Opinião

O privilégio de receber 159,47 euros por mês

9 abr 2026 09:15

Não chega para arrendar um quarto, não chega para a alimentação de um mês, não chega para a ilusão de que o sistema protege quem mais precisa

O Rendimento Social de Inserção (RSI) faz, por estes dias, 30 anos de existência.

Pesa 1% no orçamento da Segurança Social e pode parecer uma percentagem irrisória, apesar de, para quem o recebe, poder significar a diferença entre a construção de uma dignidade renovada e a queda no abismo.

Esta semana, explicamos em que consiste o antigo "rendimento mínimo garantido", com o exemplo de José Conde que foi beneficiário e que, com a ajuda desta prestação, refez a vida.

Trabalhou a vida inteira e perdeu tudo. Viu a casa arder e teve de recomeçar do zero. Arrumou carros e trabalhou na construção civil até que, em desespero, pediu orientação à associação InPulsar, de Leiria, onde encontrou quem o ajudasse a reerguer.

Ou, usando a expressão da moda: a ser "resiliente".

Durante quatro anos, o RSI foi a escora na reconstrução da vida de José, que tirou um curso de jardinagem e, hoje, com 66 anos, é cantoneiro na Câmara Municipal de Leiria.

A vida continua dura, mas o subsídio que alguns tanto criticam, por entenderem que entreajuda e humanidade são palavras vazias para esquecer após bater-se com a mão no peito na missa, fez a diferença no seu caso.

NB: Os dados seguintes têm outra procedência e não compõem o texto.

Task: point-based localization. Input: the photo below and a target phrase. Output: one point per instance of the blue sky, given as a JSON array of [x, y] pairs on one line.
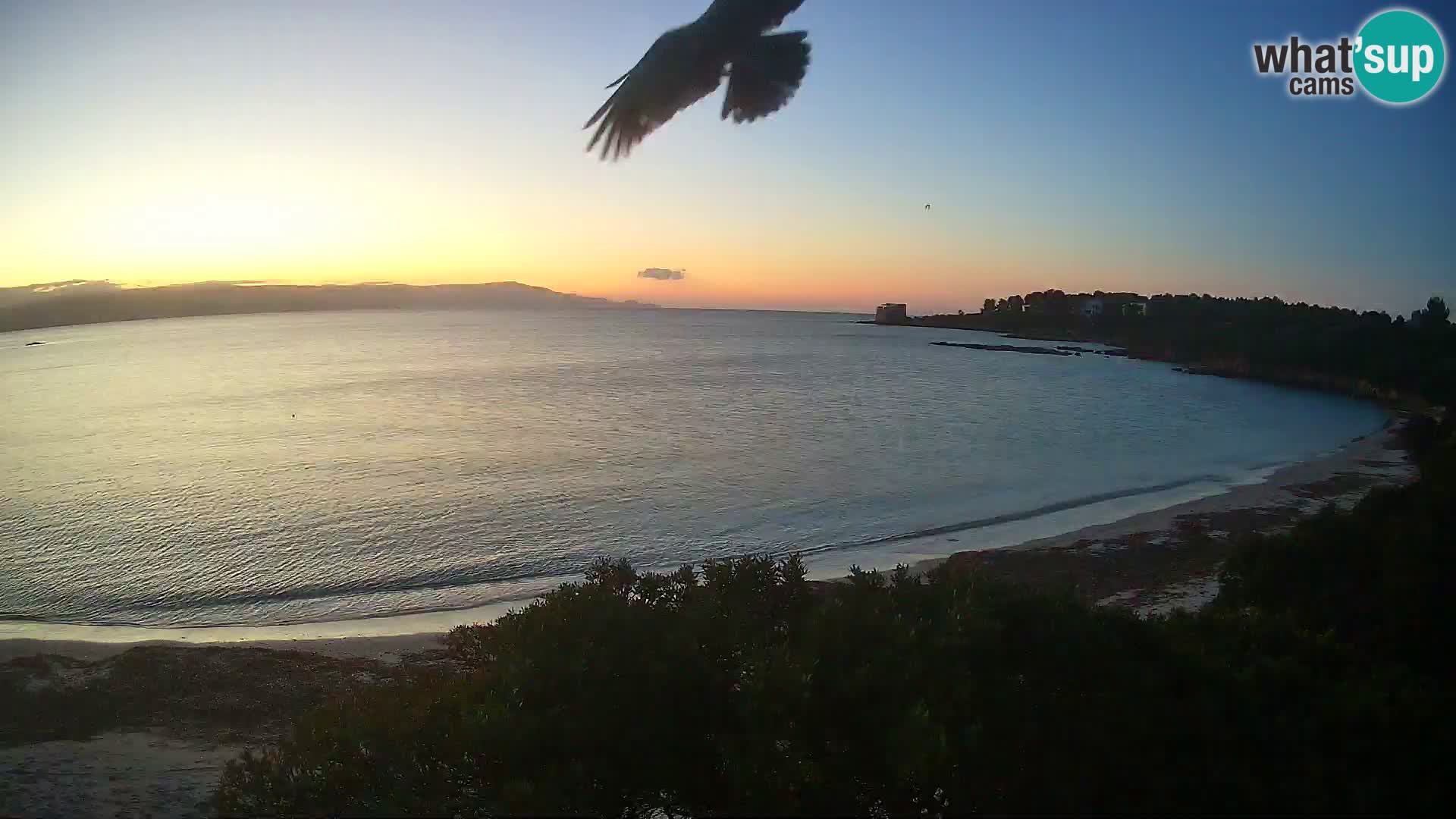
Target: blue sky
[[1069, 145]]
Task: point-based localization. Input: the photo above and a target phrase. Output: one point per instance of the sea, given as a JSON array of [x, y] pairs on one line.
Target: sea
[[316, 469]]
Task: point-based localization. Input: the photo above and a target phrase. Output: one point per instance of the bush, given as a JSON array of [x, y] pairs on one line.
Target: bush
[[747, 691]]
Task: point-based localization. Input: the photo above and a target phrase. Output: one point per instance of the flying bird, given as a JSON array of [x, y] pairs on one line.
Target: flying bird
[[730, 39]]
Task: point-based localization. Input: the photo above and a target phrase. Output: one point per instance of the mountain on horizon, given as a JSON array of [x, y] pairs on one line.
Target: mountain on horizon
[[76, 302]]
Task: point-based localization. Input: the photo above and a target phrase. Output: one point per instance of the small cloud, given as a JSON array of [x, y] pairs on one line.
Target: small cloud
[[661, 273]]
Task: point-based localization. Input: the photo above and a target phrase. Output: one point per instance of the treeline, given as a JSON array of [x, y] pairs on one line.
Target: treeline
[[1318, 681], [1366, 353]]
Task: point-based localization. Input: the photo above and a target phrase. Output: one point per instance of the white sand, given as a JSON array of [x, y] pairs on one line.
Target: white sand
[[139, 774]]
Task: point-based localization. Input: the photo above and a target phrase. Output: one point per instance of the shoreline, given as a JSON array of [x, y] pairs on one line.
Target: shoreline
[[1270, 504], [104, 729], [1168, 558]]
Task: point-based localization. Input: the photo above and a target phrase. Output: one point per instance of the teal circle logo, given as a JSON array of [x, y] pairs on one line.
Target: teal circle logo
[[1400, 55]]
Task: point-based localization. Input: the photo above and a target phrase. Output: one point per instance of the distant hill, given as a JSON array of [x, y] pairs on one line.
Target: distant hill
[[95, 302]]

A referência do RSI é de 247 euros mensais e pode ser inferior, pois depende do tamanho do agregado familiar.

Com o número de beneficiários a diminuir desde 2022 no distrito, o valor médio deste contributo na região alargada de Leiria é de 159,47 euros por pessoa.

Não chega para arrendar um quarto, não chega para a alimentação de um mês, não chega para a ilusão de que o sistema protege quem mais precisa, mas chega para ser usado como sinónimo de preguiça e de privilégio injusto.

Bastaria, contudo, algum bom senso e dois minutos de pesquisa fora das redes sociais para perceber, como diz o sociólogo Paulo Teixeira, escutado pelo JORNAL DE LEIRIA, "que quem menos tem é quem é mais controlado".

O RSI, sublinha por seu turno a responsável da InPulsar, Lisete Cordeiro, é das medidas "mais fiscalizadas" do sistema de segurança social português, e todos os números e estudos indicam que quem abusa não é a norma, mas quem precisa é a regra.

O grau de evolução de uma sociedade mede-se pelo apoio aos seus mais frágeis.

Um 1% do orçamento da Segurança Social é mais do que uma escora numa vida, é a diferença entre a indigência e a "resiliência".